I've lately been hearing from Obama, Biden and, before that, from Press Secretary Gibbs, that we progressives should "stop whining" about shortcomings in this administration's achievements and get out and work for the "change you can believe in" by supporting Democratic candidates in the upcoming elections.
My answer to these pleas: I would work now--as hard as I did for Obama's election--if over the last two years I'd witnessed a strong, principled effort toward fundamental change. Instead, here's what I've seen. (1) A backroom deal with Big Pharma and capitulation by the White House on the "public option" for healthcare, an option Obama repeatedly asserted, while campaigning, was essential to meaningful reform. (2) Abandonment of his pledge to close Gitmo; of his pledge to restore habeas corpus and to reverse the Bush administration's intrusions on our privacy; of his pledge of transparency in government; of his pledge to "stand firm" against "entrenched monied interests" in Washington.
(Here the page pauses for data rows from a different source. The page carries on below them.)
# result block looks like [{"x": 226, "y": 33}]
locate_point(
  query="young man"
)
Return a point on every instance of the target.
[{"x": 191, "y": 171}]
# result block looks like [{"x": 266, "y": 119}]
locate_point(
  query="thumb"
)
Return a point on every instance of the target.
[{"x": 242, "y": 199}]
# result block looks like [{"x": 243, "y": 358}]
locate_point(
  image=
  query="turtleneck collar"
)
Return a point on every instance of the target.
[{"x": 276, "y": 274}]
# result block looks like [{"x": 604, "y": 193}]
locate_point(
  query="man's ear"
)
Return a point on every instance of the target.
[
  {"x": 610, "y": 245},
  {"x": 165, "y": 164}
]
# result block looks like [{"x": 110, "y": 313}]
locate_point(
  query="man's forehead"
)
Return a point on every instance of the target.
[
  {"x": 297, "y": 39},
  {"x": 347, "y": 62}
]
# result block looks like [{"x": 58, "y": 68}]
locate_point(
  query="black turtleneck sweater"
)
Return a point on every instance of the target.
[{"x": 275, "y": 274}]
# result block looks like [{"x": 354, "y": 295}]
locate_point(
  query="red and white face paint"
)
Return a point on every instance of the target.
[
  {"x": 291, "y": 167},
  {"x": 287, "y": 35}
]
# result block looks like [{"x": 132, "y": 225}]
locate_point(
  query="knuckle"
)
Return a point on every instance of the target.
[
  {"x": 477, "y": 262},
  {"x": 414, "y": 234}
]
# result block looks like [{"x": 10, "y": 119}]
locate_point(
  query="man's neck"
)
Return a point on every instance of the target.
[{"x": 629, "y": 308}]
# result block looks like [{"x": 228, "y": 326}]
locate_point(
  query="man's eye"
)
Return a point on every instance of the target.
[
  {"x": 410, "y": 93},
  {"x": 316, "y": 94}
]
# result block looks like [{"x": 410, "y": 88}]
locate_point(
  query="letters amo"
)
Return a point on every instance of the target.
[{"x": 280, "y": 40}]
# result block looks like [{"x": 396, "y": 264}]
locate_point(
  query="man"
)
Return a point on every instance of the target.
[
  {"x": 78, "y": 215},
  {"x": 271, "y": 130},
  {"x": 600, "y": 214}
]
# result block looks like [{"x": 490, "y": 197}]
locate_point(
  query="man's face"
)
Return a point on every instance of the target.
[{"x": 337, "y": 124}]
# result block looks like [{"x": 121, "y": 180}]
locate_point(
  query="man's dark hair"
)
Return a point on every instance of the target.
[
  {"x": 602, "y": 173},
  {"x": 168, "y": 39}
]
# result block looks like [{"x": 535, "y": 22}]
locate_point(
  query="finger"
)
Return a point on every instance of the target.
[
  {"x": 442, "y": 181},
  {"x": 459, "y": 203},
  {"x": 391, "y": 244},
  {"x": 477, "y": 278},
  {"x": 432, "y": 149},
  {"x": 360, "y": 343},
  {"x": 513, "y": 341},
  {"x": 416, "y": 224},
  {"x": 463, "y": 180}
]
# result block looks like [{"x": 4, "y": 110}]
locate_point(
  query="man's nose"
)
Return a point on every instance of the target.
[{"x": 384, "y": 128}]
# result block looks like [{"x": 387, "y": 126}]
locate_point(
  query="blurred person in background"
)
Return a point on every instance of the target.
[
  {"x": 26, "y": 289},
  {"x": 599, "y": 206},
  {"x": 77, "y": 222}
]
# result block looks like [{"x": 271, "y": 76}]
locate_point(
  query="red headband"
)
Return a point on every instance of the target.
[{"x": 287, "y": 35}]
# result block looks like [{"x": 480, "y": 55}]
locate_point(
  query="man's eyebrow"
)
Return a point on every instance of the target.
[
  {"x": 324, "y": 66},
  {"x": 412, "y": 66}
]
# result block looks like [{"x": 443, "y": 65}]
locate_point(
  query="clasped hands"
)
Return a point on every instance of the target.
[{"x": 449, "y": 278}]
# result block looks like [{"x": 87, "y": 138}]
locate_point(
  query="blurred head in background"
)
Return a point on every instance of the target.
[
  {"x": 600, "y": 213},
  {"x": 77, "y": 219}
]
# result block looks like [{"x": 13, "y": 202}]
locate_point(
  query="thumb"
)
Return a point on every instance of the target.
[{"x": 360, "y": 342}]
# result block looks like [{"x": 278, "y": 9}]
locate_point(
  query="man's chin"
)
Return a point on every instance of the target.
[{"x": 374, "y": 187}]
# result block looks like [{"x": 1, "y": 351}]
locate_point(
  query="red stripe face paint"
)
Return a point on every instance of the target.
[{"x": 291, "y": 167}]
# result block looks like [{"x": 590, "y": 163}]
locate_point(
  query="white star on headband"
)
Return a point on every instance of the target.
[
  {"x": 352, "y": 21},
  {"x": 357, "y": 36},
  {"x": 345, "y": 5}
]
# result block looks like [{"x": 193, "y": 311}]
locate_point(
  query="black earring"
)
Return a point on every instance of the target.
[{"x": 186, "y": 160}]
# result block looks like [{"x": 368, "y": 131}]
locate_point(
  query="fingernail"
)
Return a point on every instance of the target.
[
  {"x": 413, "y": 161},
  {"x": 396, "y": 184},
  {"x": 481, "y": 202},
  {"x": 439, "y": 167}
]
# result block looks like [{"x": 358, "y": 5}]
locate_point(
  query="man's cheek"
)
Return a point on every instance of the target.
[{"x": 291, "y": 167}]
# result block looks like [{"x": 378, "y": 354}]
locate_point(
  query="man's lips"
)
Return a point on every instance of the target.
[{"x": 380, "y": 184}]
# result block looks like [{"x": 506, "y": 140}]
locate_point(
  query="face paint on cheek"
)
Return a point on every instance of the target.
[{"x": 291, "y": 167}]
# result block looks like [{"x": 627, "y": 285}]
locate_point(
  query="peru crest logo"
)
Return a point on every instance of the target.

And (3) a heartbreaking reversal of his commitment to seek a path toward peace through making peace, supplanted by expanded wars--hopeless, pointless wars--in Afghanistan and Pakistan.
If Obama had stood up to demand the promised changes from his presidential pulpit, his present calls to work would ring true. But Obama didn't even try to "change the way Washington does business"; instead, through backroom deal-making and compliant Congressional politicking, he has delivered to us only half-measures or no measures at all. And I, for one, intend to return the favor.